О событиях 1462 г. Псковская I летопись говорит с осуждением: людей, “сопхнувших со степени” князя Владимира Андреевича, она называет “невегласами”, злыми людьми. Между тем летопись Корнилия сочувствует этим псковичам, осуждает Владимира: “он приеха не по псковской старины, псковичи не зван, а на народ не благ, изо Пскова с бесчестьем поеха на Москву к великому князю Ивану Васильевичу жалится на пскович”. Не признает летописец князя, привезенного по воле великого князя безо всякого на то желания псковичей.
Подробно описывает летопись Корнилия приезд Софьи Палеолог в Псков, в то время как в Псковской I летописи об этом событии сообщается очень кратко. Это блестящий эпизод в истории феодального Пскова: Псков встречает царевну, как дружественная самостоятельная боярская республика. Интересно подчеркнуть, что в это время прямого наместника князя в Пскове не было.
Часто летопись Корнилия намеренно выпускает известия о наместниках великого князя: в 1488 г. — смерть Ярослава, 1489 г. — отъезд Константина в Литву. Почти совсем летопись не говорит о делах общерусских, как, например, под 1492 г. пропущено известие о том, что воеводы великого князя взяли Нарову, под 1496 г. — о походе на Свею, под 1509 г. — о походе Углицкого и Волоцкого князей к Казани. Под 1490 г. в летописи Корнилия умалчивается о том, что псковичи по требованию великого князя ходили к Ивангороду. Под 1499 г. летопись Корнилия говорит только о том, что великий князь отдал Новгород и Псков своему сыну, тогда как в Псковской I летописи за этим сообщением следует длинный рассказ о том, что псковичи отказались целовать крест Василию, и просили Ивана Васильевича и его внука “держать их по старине”, на то великий князь отвечал им: “ино кому хочю, тому дам княжество”. Летопись намеренно выпускает это свидетельство о реальной силе великого князя в Пскове.
Выпускаются известия, говорящие о совместной борьбе москвичей с псковичами против немцев и Литвы. Нет известий о победе московских воевод над литовскими воеводами, нет рассказа о том, как псковичи “не ослушались” великих князей и помогали им против Литвы. Под 1501 г. нет известия о том, что псковичи дрались вместе с москвичами у Изборска и были “на государевой службе и литовской земли”, как в этом же году просили помощи у великих князей и… “князи великии ялися отчину свою боронити от немец”. Рассказывая о том, как немцы взяли Остров, летописец не говорит, что москвичи боролись вместе с псковичами.

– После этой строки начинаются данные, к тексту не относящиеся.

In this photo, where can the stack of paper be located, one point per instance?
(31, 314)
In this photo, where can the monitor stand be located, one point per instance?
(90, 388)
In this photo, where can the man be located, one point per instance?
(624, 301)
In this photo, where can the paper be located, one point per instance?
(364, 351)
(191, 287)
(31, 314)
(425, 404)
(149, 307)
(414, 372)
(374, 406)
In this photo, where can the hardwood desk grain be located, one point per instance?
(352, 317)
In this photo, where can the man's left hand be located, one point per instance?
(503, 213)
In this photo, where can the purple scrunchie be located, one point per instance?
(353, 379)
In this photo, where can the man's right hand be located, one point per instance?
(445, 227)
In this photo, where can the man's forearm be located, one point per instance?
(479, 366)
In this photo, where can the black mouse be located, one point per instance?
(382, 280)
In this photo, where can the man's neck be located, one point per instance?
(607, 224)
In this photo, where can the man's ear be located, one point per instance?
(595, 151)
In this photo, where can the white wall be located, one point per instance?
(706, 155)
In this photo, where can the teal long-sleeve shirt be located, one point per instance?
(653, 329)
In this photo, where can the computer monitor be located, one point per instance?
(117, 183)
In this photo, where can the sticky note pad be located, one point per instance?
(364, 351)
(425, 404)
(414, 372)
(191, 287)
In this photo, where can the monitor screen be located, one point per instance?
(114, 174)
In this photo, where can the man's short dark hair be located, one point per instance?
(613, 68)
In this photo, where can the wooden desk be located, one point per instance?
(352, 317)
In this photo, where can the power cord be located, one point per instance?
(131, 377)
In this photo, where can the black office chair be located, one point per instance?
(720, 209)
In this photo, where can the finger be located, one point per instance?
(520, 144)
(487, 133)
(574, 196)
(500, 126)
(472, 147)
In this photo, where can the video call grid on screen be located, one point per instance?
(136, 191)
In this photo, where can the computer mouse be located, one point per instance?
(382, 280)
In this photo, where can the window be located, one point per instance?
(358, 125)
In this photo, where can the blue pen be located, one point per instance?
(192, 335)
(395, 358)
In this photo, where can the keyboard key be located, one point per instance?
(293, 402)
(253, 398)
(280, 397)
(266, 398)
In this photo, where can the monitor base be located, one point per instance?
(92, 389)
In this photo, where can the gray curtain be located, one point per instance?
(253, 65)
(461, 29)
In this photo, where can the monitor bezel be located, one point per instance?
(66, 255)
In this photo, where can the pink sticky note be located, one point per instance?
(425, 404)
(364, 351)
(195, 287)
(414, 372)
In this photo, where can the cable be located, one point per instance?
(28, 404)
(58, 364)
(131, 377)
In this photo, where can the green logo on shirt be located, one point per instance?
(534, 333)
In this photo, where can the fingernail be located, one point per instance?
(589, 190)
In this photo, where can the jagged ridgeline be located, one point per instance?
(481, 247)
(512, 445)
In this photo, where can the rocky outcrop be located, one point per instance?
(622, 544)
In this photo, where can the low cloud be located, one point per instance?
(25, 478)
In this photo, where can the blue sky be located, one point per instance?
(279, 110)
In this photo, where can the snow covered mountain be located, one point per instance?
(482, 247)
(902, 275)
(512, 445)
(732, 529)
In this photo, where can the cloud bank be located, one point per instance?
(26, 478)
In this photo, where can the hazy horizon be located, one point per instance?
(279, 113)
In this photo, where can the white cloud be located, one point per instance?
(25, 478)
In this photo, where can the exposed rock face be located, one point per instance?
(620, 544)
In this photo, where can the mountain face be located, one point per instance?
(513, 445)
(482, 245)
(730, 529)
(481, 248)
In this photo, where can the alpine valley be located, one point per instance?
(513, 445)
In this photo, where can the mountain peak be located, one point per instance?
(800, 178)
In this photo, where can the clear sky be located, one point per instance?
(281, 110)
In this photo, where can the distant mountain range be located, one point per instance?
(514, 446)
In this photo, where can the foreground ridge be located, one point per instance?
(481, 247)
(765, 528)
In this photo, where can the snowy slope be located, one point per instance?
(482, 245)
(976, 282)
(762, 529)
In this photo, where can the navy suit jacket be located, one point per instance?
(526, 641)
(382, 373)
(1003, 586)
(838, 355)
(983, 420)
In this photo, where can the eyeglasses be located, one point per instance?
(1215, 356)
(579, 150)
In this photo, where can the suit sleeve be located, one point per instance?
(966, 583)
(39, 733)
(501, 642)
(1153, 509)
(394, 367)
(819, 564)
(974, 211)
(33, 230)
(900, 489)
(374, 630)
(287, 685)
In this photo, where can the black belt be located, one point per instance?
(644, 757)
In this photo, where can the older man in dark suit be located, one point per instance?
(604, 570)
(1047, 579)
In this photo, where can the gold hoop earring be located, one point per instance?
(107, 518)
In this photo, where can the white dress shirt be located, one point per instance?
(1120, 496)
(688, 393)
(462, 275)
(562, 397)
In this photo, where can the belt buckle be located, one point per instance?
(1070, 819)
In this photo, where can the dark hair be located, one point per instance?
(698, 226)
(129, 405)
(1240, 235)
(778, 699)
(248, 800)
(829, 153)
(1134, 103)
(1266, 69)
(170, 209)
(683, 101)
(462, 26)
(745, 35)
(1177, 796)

После событий 1510 г. летопись Корнилия продолжается в том же духе. Выпущены известия 1511 г., где говорится о добрых наместниках великого князя, о том, что псковичи помогали великому князю под Смоленском.
О начале Печерского (в Пскове. — С.Л.) монастыря в летописи Корнилия, принадлежащей Печерскому монастырю, написано очень мало. В других летописях подробно рассказывается о монастыре, о его чудесах и славе “не токмо в Руси, но и в Латыне, рекше в Немецкой земли, даже и до моря Варяжска”. О Мисюре Мунехине, который снабжал монастырь средствами, говорится коротко — помогал. Важно отметить, что и в других местах летописи, когда Псковская I летопись говорит о Мисюре, Строевский список опускает эти известия. Это происходит потому, что Мисюрь Мунехин был олицетворением московской власти в Пскове. Замалчивание его имени явно тенденциозно, так как 18 лет, с 1510 г. до своей смерти, Мисюрь играл виднейшую роль в жизни Пскова. Опущено сообщение о том, что дьяк Мисюрь Мунехин вместе с наместником великого князя водил войско псковичей под Бреслав. В 1521 г. Мисюрь от имени Пскова заключил мир с немцами по приказанию великого князя — летописец Корнилия это место опускает. Нет известия в летописи Корнилия о том, что в 1523 г. Мисюрь выступал посредником между великим князем и ревельским архиепископом.